Afghan women brace for uptick in domestic violence under Taliban

5 October, 2021

An Afghan girl cleans shoes as men pray on a Kabul street on Sept. 24, 2021. (Bernat Armangue/The Associated Press)

On the day Afghanistan fell, Diba was helping patients when she received an urgent call from her mother, informing her the Taliban were in Kabul.

The 27-year-old medical student walked out onto the street to see women, running and screaming — “as if there was an explosion.”

She boarded a crowded bus, where the fare had increased to 100 Afghani — a tenfold increase over the previous day. Diba thought she was heading home to safety, but instead said she soon found herself confined to a “prison” under her husband’s control.

My heart is broken, my body is in pain. I am a servant in my own home,” said Diba, adding she now fears her husband more than the Taliban. CBC News is not using her real name out of concern for her safety.

In the more than 50 days since the Taliban swept across Afghanistan, Diba has ventured outside of her home only once to visit her mother — and only after her husband gave her permission.

From her mother’s home, she spoke in Farsi to CBC News through a translator over Zoom.

Diba has been married for 2½ years, and she and her husband have a one-year-old daughter.

Her husband had “patriarchal” views, she said, but grudgingly allowed her to continue her medical studies.
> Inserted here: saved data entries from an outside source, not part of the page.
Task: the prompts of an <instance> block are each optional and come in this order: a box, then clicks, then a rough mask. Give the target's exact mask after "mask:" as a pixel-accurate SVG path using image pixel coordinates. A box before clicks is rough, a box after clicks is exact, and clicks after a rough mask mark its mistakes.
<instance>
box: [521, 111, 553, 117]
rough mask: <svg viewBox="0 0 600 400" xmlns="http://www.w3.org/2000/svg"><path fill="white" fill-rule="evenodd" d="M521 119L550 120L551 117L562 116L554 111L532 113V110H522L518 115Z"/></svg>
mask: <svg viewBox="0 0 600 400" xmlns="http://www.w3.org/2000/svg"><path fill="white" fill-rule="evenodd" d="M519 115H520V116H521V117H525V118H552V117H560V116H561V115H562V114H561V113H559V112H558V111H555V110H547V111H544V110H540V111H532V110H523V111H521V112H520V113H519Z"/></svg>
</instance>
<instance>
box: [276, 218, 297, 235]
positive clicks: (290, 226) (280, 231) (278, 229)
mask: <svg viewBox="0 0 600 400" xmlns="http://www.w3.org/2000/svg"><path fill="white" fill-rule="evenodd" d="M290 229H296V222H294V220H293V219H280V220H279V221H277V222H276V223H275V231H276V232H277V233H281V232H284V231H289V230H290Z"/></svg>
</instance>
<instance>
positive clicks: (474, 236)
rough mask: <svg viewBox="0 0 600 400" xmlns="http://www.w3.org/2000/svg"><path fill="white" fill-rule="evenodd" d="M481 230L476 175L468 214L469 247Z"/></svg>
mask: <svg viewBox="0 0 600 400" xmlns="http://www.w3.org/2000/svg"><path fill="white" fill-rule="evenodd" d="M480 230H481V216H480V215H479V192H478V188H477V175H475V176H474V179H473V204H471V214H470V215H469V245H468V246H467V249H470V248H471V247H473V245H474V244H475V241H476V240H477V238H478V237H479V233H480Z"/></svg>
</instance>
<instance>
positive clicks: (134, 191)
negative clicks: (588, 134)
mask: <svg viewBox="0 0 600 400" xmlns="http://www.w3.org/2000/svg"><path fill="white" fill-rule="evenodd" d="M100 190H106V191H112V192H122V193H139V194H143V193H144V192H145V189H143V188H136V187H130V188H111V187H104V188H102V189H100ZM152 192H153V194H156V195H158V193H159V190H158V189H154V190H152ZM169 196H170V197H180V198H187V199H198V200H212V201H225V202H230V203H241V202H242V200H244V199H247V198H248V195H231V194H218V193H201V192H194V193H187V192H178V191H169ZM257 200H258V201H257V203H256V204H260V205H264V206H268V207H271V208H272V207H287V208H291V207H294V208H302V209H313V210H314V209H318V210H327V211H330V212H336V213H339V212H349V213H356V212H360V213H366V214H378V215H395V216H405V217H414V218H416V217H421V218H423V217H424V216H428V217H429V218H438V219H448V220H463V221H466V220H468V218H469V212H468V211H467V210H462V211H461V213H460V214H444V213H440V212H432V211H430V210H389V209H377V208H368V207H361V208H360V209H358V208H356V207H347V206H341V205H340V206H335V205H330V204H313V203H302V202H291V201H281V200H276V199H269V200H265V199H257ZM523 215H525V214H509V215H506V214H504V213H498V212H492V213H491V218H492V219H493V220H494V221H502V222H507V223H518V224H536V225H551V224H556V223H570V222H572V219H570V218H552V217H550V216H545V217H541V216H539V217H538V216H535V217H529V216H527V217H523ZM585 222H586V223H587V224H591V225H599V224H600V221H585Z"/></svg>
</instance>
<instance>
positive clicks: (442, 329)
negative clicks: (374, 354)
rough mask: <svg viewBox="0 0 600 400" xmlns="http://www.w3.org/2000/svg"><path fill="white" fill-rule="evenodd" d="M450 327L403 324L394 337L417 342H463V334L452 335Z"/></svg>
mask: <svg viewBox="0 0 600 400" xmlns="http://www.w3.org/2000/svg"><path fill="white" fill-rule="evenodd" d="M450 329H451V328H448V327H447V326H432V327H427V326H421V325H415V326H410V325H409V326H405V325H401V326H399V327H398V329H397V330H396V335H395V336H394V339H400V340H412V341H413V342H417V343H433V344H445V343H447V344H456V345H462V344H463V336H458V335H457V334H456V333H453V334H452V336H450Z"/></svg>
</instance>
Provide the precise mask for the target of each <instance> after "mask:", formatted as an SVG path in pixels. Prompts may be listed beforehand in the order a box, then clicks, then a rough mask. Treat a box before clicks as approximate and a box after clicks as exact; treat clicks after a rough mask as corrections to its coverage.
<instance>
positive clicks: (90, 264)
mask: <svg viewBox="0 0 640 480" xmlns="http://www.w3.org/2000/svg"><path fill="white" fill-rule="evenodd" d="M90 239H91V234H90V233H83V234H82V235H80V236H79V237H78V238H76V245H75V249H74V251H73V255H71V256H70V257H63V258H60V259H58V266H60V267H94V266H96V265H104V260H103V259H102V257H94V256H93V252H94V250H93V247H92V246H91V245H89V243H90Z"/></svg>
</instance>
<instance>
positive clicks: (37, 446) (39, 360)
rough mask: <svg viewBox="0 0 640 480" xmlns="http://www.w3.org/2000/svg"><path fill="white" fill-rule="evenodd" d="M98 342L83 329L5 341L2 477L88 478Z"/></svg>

But when the country reverted back to Taliban control, her husband changed, and began beating her out of frustration after losing his government job.

One of my ears doesn’t hear properly because of his slaps. He threatened to call the Taliban and throw me out on the street without anything, even without my daughter,” she said.

The threats and beatings are increasing in frequency and growing more violent, she said.

Nowhere to turn

While in medical school, Diba said she juggled a part-time job at a health clinic and was earning the equivalent of $150 US a month — more than four times the average income in Afghanistan.

Now the banks aren’t functioning and without a job, the walls are closing in. Not only has Diba lost the financial resources to escape, the organizations that could have helped her are no longer functioning.

The approximately 30 shelters that existed in the country have been forced to close.